CS计算机代考程序代写 Java android Haskell interpreter # Introduction to Haskell – the Game of Life

# Introduction to Haskell – the Game of Life

# Prerequisites

* Watch the lecture [Game of Life – Part 1](https://bham.cloud.panopto.eu/Panopto/Pages/Viewer.aspx?id=a479ce41-092c-43af-8c49-adab009d3ef5).
* Watch the lecture [Game of Life – Part 2](https://bham.cloud.panopto.eu/Panopto/Pages/Viewer.aspx?id=8097e3cd-667a-4a07-adbe-adab009d42f7).

# Learning objective

In these notes we discuss a self-contained Haskell program that has
many features that we will study in the next few lectures. Don’t
worry if you don’t understand everything. Our objective is to motivate
the usefulness of these features with an entertaining example.

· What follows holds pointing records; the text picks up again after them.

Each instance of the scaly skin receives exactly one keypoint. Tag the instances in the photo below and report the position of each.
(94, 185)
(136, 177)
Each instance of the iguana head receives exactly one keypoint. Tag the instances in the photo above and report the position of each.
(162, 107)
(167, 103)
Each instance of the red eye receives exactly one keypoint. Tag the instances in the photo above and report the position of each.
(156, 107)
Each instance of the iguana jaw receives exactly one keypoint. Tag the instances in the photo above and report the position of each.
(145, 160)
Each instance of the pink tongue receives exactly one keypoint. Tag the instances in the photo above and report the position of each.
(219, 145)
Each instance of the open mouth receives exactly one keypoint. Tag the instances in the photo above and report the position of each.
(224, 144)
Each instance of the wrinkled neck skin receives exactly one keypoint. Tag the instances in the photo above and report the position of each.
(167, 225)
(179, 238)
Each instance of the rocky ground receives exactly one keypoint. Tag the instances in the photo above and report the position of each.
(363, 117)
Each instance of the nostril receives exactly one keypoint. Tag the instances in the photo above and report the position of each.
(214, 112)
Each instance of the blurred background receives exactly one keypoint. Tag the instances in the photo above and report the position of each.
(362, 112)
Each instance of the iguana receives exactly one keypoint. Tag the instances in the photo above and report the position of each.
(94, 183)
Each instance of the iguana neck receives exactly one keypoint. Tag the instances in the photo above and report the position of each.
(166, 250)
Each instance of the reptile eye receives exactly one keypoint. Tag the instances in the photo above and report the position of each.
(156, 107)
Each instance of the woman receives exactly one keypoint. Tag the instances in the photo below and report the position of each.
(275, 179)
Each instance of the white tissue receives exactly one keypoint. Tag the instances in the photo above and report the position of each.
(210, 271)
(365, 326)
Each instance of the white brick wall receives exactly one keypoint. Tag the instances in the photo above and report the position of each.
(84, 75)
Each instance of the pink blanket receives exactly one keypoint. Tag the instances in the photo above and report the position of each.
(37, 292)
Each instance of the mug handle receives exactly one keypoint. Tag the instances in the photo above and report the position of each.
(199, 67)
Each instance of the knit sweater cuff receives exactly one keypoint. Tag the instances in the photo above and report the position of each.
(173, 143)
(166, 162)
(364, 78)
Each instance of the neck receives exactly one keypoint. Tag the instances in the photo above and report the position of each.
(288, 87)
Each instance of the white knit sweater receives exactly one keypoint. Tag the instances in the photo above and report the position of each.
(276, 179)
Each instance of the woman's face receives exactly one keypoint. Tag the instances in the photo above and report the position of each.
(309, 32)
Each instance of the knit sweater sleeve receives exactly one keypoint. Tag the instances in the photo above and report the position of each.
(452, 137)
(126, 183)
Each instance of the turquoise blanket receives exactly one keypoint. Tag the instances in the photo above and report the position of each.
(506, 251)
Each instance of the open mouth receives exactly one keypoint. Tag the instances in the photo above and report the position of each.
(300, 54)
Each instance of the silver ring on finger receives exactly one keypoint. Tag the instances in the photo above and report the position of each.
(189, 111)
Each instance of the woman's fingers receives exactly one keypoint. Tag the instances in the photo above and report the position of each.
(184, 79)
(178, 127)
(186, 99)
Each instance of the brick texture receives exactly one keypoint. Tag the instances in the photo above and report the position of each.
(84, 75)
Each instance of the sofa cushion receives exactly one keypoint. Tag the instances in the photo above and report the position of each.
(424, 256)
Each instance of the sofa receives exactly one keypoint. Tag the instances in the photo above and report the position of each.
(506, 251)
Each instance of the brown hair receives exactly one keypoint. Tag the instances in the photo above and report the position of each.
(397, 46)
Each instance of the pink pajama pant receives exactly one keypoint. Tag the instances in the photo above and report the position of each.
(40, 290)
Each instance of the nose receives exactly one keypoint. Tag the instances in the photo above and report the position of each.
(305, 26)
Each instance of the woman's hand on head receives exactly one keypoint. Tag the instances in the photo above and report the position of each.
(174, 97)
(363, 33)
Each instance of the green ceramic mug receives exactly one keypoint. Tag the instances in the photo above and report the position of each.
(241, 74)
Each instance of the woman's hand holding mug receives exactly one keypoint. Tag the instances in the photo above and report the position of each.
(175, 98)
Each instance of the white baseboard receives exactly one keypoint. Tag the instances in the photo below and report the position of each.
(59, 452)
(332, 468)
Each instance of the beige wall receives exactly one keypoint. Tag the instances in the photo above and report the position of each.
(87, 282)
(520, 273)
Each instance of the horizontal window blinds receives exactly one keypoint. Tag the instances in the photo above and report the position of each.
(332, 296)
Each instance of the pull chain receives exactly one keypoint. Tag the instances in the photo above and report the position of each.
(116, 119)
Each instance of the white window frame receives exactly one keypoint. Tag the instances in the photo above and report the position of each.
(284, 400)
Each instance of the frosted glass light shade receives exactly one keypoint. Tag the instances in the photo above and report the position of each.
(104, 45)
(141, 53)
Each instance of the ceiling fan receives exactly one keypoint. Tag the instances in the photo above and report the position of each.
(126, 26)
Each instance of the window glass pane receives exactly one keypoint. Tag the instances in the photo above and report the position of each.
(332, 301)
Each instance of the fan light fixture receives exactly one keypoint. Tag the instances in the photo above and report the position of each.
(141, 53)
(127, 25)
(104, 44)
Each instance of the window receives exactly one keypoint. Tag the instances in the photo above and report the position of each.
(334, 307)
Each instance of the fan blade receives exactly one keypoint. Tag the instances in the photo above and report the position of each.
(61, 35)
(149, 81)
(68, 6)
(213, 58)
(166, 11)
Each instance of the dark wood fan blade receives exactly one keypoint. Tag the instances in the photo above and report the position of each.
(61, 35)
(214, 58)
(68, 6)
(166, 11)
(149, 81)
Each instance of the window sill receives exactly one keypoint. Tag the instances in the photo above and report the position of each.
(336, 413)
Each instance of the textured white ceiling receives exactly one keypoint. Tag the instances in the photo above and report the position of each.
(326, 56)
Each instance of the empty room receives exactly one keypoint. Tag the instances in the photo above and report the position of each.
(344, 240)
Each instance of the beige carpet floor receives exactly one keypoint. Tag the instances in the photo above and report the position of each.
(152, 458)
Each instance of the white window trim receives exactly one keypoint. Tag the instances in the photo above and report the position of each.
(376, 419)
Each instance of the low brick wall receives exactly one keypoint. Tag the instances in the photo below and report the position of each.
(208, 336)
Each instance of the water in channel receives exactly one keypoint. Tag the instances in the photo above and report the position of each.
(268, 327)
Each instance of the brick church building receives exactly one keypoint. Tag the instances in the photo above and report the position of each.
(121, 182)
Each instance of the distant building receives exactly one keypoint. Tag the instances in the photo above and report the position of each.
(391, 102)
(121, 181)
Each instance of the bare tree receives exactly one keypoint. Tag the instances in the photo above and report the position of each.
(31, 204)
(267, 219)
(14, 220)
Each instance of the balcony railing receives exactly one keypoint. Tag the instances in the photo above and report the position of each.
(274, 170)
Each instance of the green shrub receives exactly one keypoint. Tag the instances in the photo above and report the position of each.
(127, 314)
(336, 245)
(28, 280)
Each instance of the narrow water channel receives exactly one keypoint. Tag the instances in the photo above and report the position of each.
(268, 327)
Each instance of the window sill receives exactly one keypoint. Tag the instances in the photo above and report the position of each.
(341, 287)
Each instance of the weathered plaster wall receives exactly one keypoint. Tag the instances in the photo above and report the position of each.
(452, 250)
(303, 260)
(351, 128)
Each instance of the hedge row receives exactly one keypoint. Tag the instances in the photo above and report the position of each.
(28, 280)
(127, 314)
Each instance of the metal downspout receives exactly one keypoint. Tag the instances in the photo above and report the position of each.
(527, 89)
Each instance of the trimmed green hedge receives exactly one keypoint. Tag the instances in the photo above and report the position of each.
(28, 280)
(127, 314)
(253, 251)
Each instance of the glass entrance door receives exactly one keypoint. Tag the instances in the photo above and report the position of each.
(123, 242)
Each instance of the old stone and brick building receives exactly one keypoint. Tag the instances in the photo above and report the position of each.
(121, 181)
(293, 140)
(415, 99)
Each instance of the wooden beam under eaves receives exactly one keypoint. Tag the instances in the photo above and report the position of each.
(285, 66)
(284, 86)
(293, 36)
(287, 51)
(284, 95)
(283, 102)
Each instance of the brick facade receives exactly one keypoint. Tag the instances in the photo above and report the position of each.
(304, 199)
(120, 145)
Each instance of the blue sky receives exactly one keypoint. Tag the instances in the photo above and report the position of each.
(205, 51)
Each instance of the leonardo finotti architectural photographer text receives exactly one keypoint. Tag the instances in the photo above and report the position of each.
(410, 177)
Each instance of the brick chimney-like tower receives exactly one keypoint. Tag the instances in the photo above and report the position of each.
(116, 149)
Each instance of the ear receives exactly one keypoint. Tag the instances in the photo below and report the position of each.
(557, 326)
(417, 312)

There is a [blackboard file](GameOfLife.pdf) with a summary of the material here, and a discussion of existing functional programming languages, used in the above video lectures.

# Contents

* [Background](#background)
* [Rules](#rules)
* [Examples](#examples)
* [Implementing Conway’s Game of Life](#implementation)
* [Representing the board and step function](#boardstep)
* [Visualising the game](#visualisation1)
* [An implementation in Kotlin](#kotlin)


# Background

The [Game of Life](https://en.wikipedia.org/wiki/Conway’s_Game_of_Life), invented by [John Conway](https://www.youtube.com/watch?v=E8kUJL04ELA), was an early example of a cellular automaton with complex behaviors generated from a simple set of rules.


## Rules

The *Game of Life* begins by placing some tokens on the cells of a two-dimensional grid.
Cells of the grid that contain a token are said to be *live*, while empty cells are said to be *dead*.
Each cell has exactly eight neighbours, corresponding to the cells that are immediately adjacent horizontally, vertically, or diagonally.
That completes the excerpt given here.